El banco central, muy criticado a posteriori por su papel, decide subir los tipos de interés, para evitar que la inflación se dispare, y ante el temor a las consecuencias de la depreciación del yen frente al dólar. En esa época, en concreto en 1988, cuando la sensación generalizada era que el precio de la vivienda nunca iba a caer, que la prosperidad sería eterna... los precios de los activos inmobiliarias empiezan a reducirse en algunas zonas de la capital del país. Era la primera señal. Cada año eran más las ciudades en las que los precios se estancaban, o en el peor de los casos, caían. El colapso definitivo llegó en 1990.

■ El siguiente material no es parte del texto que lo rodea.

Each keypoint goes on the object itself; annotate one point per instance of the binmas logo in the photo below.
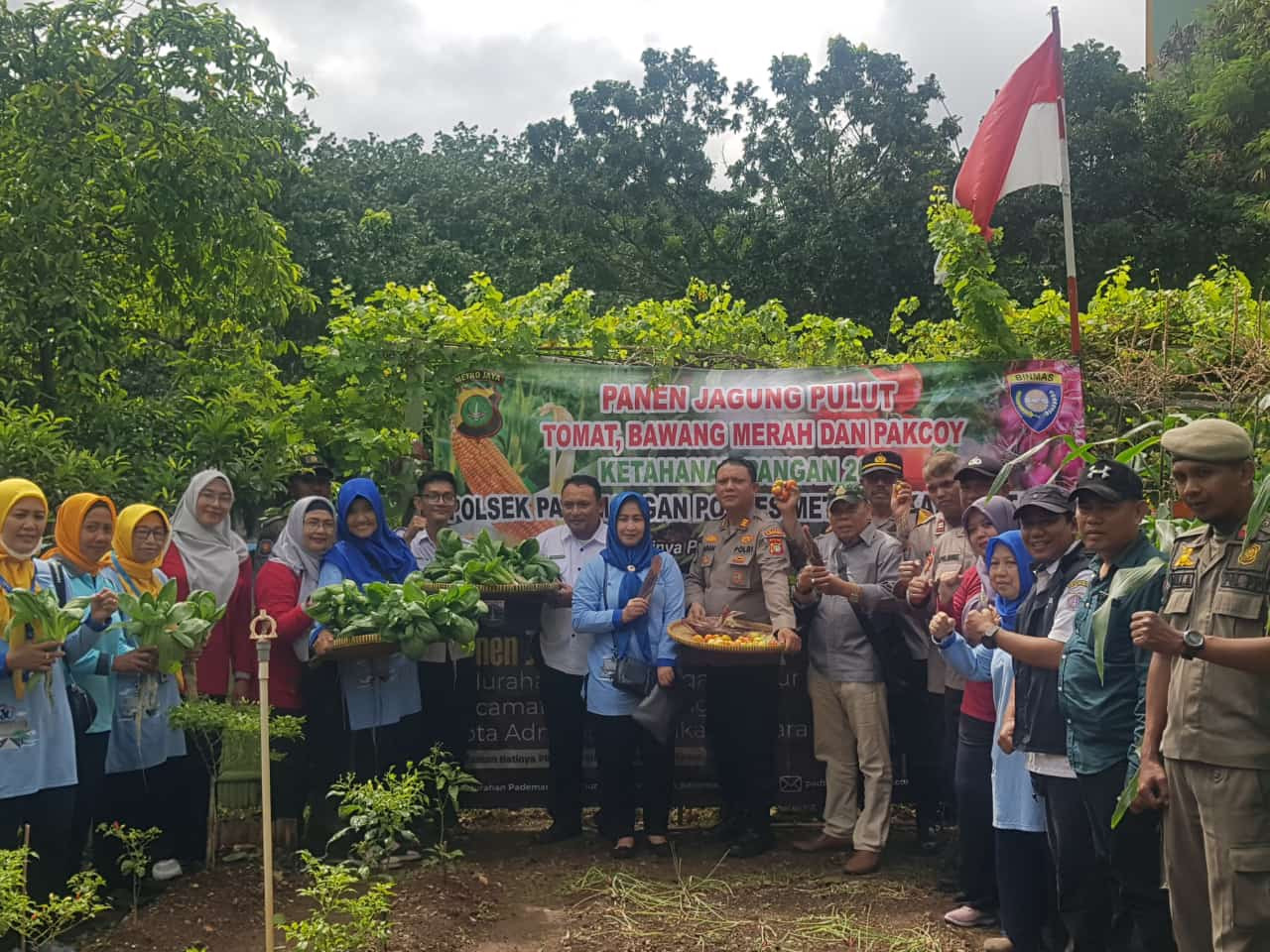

Inversores y propietarios se dieron cuenta de que los precios eran insostenibles. Particulares y empresas, que había pedido préstamos para comprar activos inmobiliarios, se encontraron con que sus propiedades valían menos de lo que debían. Esto se tradujo en una crisis financiera, ya que muchas empresas no podían cumplir con sus obligaciones.
La burbuja estalla
Ese círculo vicioso entre acciones y mercado inmobiliario provocó que la bolsa de valores, esa que había llegado a igualar en capitalización a la de Estados Unidos, se hundiera. Los precios de los títulos se hundieron. El Nikkei, el índice de referencia, perdió un 63% de su valor en dos años. Con los bienes inmuebles actuando como garantía de las acciones, el sistema financiero entró en una grave crisis. Se esfumaron billones de dólares.

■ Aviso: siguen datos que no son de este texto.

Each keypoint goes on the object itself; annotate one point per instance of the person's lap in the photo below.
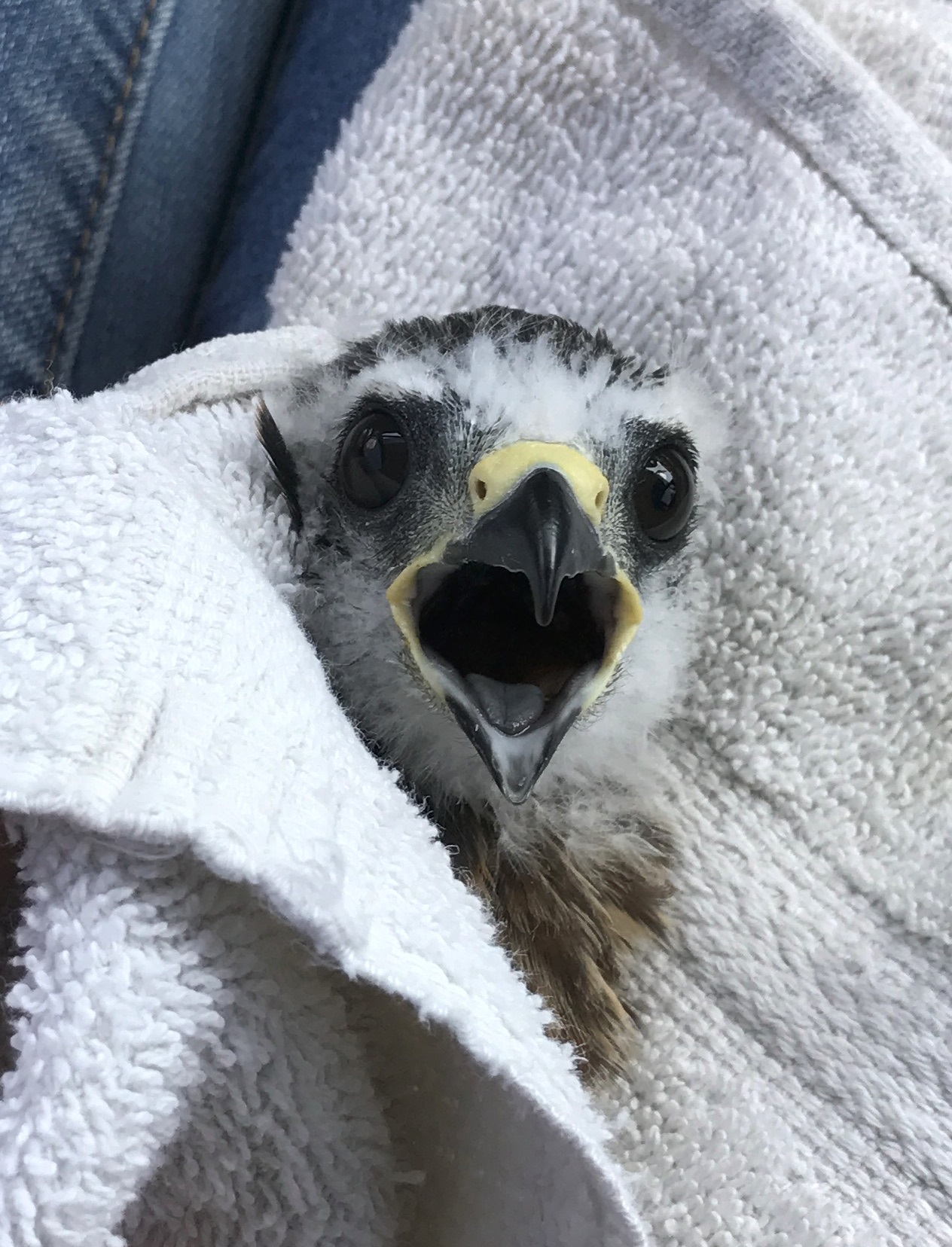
(124, 125)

La burbuja había estallado. Y las consecuencias fueron terribles para Japón. Por un lado, la explosión del precio de los activos tuvo un fuerte impacto en la economía. Los precios se redujeron en todo el país, sobre todo en las grandes ciudades, y en los distritos financieros. En algunos casos, los precios no volvieron a alcanzar los niveles de 1990 hasta 2007.
La crisis también destapó un alto nivel de corrupción en todo el país, presente en todas las capas de la sociedad, desde funcionarios, personas particulares, empresas e incluso miembros del Gobierno. Sobornos, tráfico de información, manipulación del precio de las acciones, fraude... Habían tocado todos los palos.
Una caída de esta magnitud también tuvo consecuencias para los hogares, ya que se tradujo en una fuerte caída de los ingresos reales, lo que provocó a su vez una reducción del consumo directo y la inversión. Esto provocó una larga etapa de deflación, como nunca se había visto en la historia reciente.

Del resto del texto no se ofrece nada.